Most of the babies that were abandoned at this door had been left with something which would identify them if ever the mother was able to reclaim them, but Sarah had nothing – not even
clothes. The naked baby had been tucked into the blankets in the crib and left there like an unwanted piece of rubbish. Sarah had no hope that she would ever be retrieved by a mother who seemed to
care so little for her daughter.

Sometimes, Sarah envied the boys with their memories of parents, of the grandfather who had loved them all and given them such pieces of wisdom to remember throughout their lives. Mostly,
though, she did not allow herself to think about the past, but focused firmly on the future. This morning, however, what with the anxiety about Jack, Alfie and Sammy, and her own exhaustion, she
felt near to tears.

‘You don’t look well, Sarah, girl,’ said the innkeeper. ‘Why don’t you go back to bed? Dora will manage the breakfast – I’ll give her a hand if she
needs it.’ He spoke roughly but he had a very kind heart.

‘I’m all right, Mr Pennyfeather,’ said Sarah, trying to make her voice sound natural. ‘I’ve just got a bit of a headache. If Dora can manage, would it be all right
if I go for a walk in the fresh air?’

‘You do that; nothing more for you to do until we start serving lunches. That Birmingham crowd were up so late that they won’t show their faces until noon,’ said Mr
Pennyfeather. ‘Stay out as long as you like, or else have a good lie-down on your bed. This has been a hard week with the hours these fellows keep.’ And he jerked his thumb upwards
towards the bedrooms where the engineers were sleeping.

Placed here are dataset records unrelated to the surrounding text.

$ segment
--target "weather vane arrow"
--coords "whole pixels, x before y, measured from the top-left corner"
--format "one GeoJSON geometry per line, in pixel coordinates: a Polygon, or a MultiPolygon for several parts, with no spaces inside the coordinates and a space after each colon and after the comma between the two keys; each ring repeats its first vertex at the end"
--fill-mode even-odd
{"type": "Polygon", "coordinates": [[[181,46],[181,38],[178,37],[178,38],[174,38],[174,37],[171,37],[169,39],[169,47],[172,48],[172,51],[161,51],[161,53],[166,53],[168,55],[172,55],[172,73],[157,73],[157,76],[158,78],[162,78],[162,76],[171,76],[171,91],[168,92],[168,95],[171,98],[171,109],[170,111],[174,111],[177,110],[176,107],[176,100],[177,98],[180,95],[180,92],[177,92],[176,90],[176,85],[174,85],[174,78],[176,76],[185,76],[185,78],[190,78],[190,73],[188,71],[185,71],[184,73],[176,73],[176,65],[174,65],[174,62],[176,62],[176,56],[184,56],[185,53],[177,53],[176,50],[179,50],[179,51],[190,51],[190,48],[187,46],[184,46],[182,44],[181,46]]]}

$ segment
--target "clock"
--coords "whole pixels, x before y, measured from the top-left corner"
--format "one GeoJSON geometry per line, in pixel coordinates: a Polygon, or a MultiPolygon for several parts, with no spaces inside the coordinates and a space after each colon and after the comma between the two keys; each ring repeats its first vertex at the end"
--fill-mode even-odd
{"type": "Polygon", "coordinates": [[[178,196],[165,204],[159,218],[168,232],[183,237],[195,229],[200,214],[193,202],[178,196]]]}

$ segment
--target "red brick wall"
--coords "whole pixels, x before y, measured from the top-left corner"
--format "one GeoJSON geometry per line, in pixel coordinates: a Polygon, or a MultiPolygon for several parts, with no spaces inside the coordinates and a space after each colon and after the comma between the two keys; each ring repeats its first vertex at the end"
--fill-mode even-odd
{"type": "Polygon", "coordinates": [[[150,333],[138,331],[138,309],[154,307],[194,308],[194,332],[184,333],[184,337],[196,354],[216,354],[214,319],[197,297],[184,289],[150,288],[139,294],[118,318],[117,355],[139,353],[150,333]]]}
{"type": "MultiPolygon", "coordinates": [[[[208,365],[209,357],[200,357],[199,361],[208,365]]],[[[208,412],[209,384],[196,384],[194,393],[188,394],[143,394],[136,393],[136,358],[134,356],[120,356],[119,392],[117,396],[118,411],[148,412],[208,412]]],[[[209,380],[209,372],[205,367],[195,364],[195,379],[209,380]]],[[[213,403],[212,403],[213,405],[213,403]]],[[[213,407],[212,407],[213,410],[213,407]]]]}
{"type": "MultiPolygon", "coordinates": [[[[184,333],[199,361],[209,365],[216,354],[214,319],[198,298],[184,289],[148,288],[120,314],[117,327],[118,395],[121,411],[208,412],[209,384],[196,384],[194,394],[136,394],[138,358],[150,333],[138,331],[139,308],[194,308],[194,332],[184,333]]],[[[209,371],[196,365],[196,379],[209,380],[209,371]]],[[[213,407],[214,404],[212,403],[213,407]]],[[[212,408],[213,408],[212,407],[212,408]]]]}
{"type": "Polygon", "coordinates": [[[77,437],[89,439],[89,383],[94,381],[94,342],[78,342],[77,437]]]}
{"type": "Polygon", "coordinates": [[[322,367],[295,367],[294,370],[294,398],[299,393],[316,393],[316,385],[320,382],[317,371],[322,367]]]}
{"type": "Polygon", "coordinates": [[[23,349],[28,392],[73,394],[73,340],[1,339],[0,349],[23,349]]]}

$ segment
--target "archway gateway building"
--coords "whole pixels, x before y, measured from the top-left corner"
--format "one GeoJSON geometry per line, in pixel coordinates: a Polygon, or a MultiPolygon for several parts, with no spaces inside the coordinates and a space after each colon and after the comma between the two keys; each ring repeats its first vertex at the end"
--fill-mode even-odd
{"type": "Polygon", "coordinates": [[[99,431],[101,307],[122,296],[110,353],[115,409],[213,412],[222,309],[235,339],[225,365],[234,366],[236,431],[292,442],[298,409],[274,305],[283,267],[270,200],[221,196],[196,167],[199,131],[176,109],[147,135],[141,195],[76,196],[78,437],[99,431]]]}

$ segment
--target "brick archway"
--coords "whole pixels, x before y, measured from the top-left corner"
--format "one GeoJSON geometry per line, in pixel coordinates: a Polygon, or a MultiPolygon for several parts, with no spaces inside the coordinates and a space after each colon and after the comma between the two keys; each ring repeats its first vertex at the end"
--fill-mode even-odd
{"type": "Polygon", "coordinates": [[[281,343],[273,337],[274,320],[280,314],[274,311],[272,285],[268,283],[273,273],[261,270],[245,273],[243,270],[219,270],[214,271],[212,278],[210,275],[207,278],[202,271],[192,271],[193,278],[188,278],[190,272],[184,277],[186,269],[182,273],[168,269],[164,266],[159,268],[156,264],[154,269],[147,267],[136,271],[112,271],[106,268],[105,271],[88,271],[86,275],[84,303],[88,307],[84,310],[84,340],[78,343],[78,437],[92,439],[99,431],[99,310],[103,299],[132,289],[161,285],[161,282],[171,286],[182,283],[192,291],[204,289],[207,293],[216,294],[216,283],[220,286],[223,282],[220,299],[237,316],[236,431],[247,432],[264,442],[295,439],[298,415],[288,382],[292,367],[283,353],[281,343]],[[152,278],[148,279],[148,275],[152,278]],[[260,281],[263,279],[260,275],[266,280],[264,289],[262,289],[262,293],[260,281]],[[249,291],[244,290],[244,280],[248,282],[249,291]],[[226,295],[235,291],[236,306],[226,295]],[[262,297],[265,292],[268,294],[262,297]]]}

‘Thanks, Mr Pennyfeather,’ said Sarah. She almost felt like crying because she was so grateful for this kind treatment. She would definitely stay working at the inn, she thought.
None of her mistresses in the fine houses had ever been as kind to her.

Quietly she stole down to the scullery. Kitty was hard at work so Sarah was easily able to take a few cold rashers of bacon and a few uneaten slices of bread from the dirty plates and conceal
them under her apron.

Then she went down to the cellar, candle in hand, to release Tom.